4- Şimdi de Trump’ın Fransa ziyareti ve ABD-Fransa yakınlaşmasının işaretlerini ele alacağız… Ayrıca Fransa Cumhurbaşkanının, ABD Başkanını Fransa’ya davet etmesinin arka planına ve 14 Temmuz 2017 Ulusal Bayram kutlamalarına onur konuğu olarak katılmasının nedenlerine değineceğiz. Fransa, bu kutlamaları bundan 100 yıl önce ABD’nin Birinci Dünya Savaşı’na girmesinin anısına düzenliyor. Bu, eski bir gelenektir ve nadiren belirli hedefler için kutlamalar düzenlenir. ABD Başkanı Trump’ın bütün Avrupa ile ilişkilerde gerginlik yarattığı bir zamanda Fransa, Ulusal Bayram kutlamalarına katılmak için onu bir davetiye yöneltmiştir! Elaph sitesine göre “Macron, Salı günü Trump ile yaptığı telefon görüşmesinde Fransa’yı ziyaret etmesi ve Ulusal Bayram etkinliklerine katılması için Trump’a yaptığı davetini yeniledi. Macron, geçtiğimiz Mayıs sonunda Brüksel’de düzenlenen NATO zirvesi sırasında ilk kez Trump’ı Fransa’ya davet etmişti…” [28.6.2017 Elaph sitesi] 7 Temmuz 2017’de Almanya’da düzenlenen son G20 zirvesinde Fransa Cumhurbaşkanı Macron, İklim Anlaşması’ndan çekilmesi nedeniyle Amerika’yı sert bir dille eleştiren özellikle Avrupalı liderler arasında yalnız kalan Trump’a çok sıcaklık göstermişti. Hatta Trump bile böyle bir zamanda Macron tarafından yapılan davete şaşırmıştı. “Trump, 2014 yılında 195 ülkenin imzaladığı Paris İklim Anlaşması’ndan çekilme kararı sonrasında böyle bir davet aldığı için şaşırdığını söyledi…” [20.07.2017 el-Arabiya.net]

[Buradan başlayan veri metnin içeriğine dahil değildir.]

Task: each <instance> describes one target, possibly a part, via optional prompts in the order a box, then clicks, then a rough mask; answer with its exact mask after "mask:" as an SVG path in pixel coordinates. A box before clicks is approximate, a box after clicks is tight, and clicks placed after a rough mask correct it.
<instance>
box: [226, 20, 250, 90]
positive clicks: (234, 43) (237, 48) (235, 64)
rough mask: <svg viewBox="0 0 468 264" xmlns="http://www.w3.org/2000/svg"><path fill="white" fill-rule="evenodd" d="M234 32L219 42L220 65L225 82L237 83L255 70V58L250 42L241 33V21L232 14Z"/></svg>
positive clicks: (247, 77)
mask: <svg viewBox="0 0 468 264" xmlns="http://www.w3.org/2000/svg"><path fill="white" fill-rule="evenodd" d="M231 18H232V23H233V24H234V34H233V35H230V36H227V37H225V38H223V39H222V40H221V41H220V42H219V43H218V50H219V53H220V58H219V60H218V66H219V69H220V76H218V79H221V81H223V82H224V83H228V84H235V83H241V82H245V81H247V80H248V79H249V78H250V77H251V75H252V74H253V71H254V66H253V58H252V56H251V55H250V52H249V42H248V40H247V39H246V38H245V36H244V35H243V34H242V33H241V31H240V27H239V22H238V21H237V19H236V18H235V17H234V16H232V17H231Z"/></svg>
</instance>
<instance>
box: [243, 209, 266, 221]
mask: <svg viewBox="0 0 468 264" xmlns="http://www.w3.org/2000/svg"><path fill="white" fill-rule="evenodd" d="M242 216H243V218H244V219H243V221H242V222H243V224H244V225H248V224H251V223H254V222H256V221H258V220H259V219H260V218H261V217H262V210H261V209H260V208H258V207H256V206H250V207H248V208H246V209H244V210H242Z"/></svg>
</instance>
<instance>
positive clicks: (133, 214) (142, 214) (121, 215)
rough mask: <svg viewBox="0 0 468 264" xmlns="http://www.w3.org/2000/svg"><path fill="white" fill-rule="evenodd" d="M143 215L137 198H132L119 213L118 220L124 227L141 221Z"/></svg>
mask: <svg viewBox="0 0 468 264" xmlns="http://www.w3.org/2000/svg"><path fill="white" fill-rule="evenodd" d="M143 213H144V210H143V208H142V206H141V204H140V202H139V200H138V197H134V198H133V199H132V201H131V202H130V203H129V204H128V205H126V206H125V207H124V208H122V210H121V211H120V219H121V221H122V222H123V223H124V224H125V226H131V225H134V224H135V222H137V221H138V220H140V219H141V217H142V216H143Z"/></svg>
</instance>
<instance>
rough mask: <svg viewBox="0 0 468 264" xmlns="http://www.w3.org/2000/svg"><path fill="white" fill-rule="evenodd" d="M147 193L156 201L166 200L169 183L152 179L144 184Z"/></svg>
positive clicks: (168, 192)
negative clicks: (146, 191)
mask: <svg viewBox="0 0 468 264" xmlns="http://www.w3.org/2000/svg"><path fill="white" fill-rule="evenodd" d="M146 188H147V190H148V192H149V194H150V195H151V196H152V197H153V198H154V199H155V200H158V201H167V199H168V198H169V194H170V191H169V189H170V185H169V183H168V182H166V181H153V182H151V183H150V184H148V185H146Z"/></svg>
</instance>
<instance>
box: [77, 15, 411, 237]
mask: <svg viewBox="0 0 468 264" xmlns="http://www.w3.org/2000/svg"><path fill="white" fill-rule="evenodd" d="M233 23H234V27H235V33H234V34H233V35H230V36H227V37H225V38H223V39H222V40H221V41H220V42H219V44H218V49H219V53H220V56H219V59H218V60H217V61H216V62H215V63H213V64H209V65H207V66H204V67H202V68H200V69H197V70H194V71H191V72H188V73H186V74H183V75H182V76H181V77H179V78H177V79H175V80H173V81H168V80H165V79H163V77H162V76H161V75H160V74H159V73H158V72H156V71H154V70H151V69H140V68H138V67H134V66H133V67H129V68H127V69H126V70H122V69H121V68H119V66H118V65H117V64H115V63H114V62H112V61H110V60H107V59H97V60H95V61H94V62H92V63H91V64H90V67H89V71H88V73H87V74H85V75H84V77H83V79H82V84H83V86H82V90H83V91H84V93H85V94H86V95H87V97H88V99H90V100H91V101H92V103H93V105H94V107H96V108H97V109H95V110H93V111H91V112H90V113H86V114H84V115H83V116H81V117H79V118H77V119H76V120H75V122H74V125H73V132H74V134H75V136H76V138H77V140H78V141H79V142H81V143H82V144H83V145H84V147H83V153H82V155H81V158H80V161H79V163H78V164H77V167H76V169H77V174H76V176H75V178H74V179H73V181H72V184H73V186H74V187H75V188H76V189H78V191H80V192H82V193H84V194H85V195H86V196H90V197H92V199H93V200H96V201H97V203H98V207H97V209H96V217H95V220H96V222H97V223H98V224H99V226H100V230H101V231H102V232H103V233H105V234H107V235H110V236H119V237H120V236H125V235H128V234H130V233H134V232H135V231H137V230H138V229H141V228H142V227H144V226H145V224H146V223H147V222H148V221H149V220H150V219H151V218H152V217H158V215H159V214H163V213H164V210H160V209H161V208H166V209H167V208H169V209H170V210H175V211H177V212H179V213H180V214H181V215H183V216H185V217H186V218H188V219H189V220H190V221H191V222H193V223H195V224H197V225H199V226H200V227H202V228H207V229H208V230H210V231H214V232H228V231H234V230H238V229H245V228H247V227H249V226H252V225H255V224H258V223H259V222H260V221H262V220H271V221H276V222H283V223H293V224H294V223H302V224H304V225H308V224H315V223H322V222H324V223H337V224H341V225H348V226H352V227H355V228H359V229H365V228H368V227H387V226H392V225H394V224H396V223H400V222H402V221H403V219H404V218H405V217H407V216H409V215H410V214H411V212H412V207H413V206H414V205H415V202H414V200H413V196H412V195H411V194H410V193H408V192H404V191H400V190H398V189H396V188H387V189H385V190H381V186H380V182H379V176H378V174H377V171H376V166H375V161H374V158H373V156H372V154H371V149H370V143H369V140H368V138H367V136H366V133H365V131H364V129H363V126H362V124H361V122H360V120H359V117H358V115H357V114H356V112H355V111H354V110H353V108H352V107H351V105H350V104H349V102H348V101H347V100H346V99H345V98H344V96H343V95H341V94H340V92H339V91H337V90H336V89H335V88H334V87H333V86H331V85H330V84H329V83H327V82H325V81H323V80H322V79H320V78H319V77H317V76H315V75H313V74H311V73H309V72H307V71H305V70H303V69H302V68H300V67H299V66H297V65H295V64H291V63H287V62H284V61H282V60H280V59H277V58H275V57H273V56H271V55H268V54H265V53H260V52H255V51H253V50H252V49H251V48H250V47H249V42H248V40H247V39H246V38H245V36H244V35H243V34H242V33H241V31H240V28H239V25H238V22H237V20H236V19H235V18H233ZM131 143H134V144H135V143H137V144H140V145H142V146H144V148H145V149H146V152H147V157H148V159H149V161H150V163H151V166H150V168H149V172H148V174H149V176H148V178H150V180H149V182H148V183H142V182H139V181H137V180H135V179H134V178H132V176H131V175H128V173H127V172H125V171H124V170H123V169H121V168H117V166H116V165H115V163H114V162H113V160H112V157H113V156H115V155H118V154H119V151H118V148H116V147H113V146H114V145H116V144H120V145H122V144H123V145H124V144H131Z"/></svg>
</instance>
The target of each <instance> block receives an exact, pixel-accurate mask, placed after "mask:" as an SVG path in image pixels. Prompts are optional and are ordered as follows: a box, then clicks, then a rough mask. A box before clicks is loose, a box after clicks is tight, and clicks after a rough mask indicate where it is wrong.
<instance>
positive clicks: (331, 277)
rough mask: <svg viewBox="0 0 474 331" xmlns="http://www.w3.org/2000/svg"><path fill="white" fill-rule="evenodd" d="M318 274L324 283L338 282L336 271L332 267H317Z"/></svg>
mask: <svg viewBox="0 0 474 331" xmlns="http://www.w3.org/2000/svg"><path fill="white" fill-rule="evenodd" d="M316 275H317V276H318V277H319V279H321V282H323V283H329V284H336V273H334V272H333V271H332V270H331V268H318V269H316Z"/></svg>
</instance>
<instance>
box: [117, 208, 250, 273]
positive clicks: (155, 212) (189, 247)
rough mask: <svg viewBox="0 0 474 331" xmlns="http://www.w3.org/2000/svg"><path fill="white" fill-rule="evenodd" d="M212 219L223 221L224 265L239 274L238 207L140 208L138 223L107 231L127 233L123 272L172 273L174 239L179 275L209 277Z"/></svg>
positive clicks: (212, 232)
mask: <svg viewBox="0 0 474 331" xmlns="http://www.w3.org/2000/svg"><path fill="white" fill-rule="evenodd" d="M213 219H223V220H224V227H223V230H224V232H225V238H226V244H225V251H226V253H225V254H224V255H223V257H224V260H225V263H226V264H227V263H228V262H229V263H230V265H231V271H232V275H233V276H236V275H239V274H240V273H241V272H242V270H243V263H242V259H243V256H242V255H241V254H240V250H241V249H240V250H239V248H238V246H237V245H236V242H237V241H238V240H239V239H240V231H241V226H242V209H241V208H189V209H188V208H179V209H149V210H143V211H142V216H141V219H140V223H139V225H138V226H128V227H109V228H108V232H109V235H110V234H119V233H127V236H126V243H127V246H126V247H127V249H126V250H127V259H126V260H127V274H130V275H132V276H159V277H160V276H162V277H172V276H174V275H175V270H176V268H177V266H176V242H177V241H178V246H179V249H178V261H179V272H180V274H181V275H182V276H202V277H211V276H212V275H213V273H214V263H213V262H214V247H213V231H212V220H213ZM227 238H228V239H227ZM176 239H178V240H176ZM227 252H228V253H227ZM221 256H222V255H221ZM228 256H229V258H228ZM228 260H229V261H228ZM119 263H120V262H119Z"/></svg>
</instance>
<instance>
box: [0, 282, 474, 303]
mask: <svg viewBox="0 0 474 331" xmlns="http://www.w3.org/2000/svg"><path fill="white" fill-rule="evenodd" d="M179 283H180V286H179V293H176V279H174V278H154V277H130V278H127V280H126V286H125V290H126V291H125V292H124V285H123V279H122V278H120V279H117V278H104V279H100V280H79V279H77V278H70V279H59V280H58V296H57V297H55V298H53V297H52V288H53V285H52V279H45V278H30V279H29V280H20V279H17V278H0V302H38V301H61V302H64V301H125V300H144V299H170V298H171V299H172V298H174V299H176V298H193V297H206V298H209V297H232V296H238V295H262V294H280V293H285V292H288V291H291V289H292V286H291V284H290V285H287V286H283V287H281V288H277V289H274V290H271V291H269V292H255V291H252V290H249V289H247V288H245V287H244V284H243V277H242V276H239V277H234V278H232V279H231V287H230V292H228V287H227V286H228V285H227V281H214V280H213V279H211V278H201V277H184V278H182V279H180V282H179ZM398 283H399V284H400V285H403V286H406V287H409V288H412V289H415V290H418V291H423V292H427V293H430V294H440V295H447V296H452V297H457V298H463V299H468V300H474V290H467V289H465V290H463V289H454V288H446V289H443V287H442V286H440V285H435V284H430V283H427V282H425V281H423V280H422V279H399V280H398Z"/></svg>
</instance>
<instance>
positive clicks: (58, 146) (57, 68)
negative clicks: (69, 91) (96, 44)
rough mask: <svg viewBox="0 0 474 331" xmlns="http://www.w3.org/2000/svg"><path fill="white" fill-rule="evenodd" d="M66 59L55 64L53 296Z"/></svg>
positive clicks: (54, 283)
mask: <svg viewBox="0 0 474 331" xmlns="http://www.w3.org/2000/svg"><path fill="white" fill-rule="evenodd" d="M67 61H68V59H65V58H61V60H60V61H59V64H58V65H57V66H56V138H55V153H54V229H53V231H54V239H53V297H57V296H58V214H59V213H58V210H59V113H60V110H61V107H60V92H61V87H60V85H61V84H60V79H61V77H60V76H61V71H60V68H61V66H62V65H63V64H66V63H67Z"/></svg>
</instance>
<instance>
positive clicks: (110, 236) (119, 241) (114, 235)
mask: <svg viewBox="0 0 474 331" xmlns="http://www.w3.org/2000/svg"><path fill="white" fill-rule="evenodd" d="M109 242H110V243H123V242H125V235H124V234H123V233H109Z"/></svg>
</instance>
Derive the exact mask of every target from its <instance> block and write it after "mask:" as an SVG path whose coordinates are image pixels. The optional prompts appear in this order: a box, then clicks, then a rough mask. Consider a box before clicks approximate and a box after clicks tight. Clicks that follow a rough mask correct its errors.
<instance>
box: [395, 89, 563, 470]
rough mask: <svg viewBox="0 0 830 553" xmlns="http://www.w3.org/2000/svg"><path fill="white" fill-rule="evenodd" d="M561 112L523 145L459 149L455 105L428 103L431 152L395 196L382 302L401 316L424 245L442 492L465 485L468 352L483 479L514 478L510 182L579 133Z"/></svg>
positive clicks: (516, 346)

5- Fransa’nın sergilediği bu yeni yaklaşımın amacına gelince, Avrupa Birliği’nin omurgasını oluşturan Fransa, izlenen politikanın Amerika-Avrupa ilişkilerini olumsuz etkileyeceği korkusuyla Trump’ı sert bir dille eleştiren Avrupa ülkelerinin başında gelmekteydi. Trump sadece eski Fransa Cumhurbaşkanı Hollande tarafından eleştirilmekle kalmamış şimdiki Fransa Cumhurbaşkanı Macron da seçim kampanyasından yakın zamanımıza kadar Trump’a şiddetli eleştiriler yöneltmişti. Birkaç haftadan beri Fransa’nın, Amerika’ya karşı u dönüşü sergilediği görülmektedir. ABD Başkanı Trump’ın Fransa’ya davet edilmesinde, oldukça samimi karşılanmasında, yoğun ilgi ve alaka görmesinde Fransa’nın bu u dönüşü açıkça görülüyor… Fransa’nın bu u dönüşü incelendiğinde, büyük olasılıkla iki amaca matuf olduğu, birinin diğerinden daha az önemli olmadığı görülür:

- Bu u dönüşünün birinci amacı, Suriye boyutu ile ilgilidir. Macron, “Beşşar Esed’in yerine geçecek meşru bir halef görmediğini ve Beşşar Esed’in görevden ayrılmasını ülkedeki krizin çözümü için ön koşul olarak görmediğini” belirttikten kısa bir süre sonra ve ABD Başkanı ile görüşmesi öncesinde “Geniş kapsamlı bir siyasi çözüm oluşturmalıyız. Bunun için Fransa Suriye’ye ilişkin doktrinini değiştirdi. Dolayısıyla Beşşar Esed’in görevden uzaklaştırılmasının Fransa’nın ön koşulu olmadığını...” söyledi. [13.07.2017 Şarku’l Avsat] Böylece Fransa, Suriye rejimi ve birçok muhalif grubun dizginlerini elinde tutan Amerika’ya karşı yakınlık göstermeye başladı. Bu yakınlığın amacı, Suriye’de rol kapma çabasıdır. Fransa, uzun süredir bunun özlemini çekiyor… Bu rolün kokusunu koklamanın da Amerika’dan geçtiğini biliyor… Öyle de oldu. Fransa, Trump’a gösterilen bu sıcaklık ve Beşşar Esed’in görevden ayrılması konusunda ısrarcı olmamasının nedeninin Amerika olduğunu biliyor. Amerika, şuan Esed’in gitmesini istemiyor. Amerika, hâlihazırdaki ajana alternatif bir ajan buluncaya dek mevcut ajanın görevden ayrılmasını istemiyor. Amerika ise henüz böyle bir ajan bulmuş değil… Dolayısıyla Fransa, Suriye sahasına girmenin önünde engel olarak gördüğü önceki pozisyonlarından kurtulmaya başlamıştır. Ayrıca Trump benzeri “terörle mücadele” şarkıları söylemektedir… Bu yüzden Fransa Cumhurbaşkanı Emmanuel Macron, ABD’li mevkidaşı Donald Trump ile düzenlediği ortak basın toplantısında, “Irak ve Suriye konusunda ABD ile savaş sonrası yol haritasını çıkartmak için uzlaştıklarını söyledi. Perşembe günü Fransa’nın başkentinde konuşan Macron, (terörle) mücadelede her türlü çabayı sarf etmek üzere ABD Başkanı ile anlaştıklarını sözlerine ekledi…” [13.07.2017 Russia Today]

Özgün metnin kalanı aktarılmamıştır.